It’s easy to picture a lion in its natural habitat, stalking antelope on the African savannah. But during the Pleistocene epoch (340,000 to 11,000 years ago), lions called a much more familiar landscape home.
The grassy plains, cornfields and mountainous regions of the USA were once the terrain of the American lion, a long-extinct predator that was closely related to – and much larger than – today’s big cats. It was one of the biggest cats to ever live, outpacing even the giant Siberian tigers of Asia and the famed sabertooth cat.
Thanks to an abundant number of fossils uncovered in the La Brea Tar Pits in Los Angeles, scientists have been able to reconstruct Panthera atrox; better known as the American lion. They’ve been able to study more than 100 specimens from that location alone.
The animals were between 5 and 8 feet long from head to tail, and stood nearly four feet tall at the shoulder. Scientists estimate that males weighed, on average, 564 pounds, though the largest specimen analyzed likely clocked in closer to 774 pounds.
The carnivores were so big, no other animal on the plains stood a chance. They were large enough to take down prey as large as a bison, which is today the largest terrestrial animal in North America.

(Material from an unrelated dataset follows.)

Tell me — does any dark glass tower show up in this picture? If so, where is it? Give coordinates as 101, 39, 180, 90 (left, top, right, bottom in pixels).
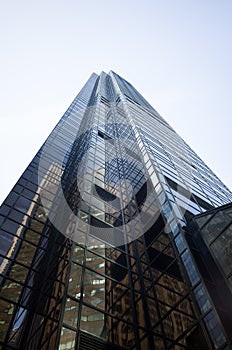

The first American lion fossil was discovered in Mississippi in 1853 by naturalist Joseph Leidy. He found a large lower jaw bone, and named the species Felix atrox, or “cruel cat.” It was later renamed Panthera, which scientists now believe may be a more accurate moniker.
Though paleontologists initially believed the American lion was most closely related to modern lions and tigers, further study and comparisons suggest the cat may have been closer to our modern pantherine cat species; not a lion at all, but a very, very big jaguar.
Fossils have also been found in Texas, Idaho, Nevada, Nebraska, Wyoming and Northern Florida. It’s assumed the lions roamed from Alaska to Peru, and even existed outside the Americas. Cro-Magnon people in France painted potraits of lions on cave walls around 30,000 years ago, just a few thousand years before the last American lions – along with many of the world’s other large mammals – became extinct.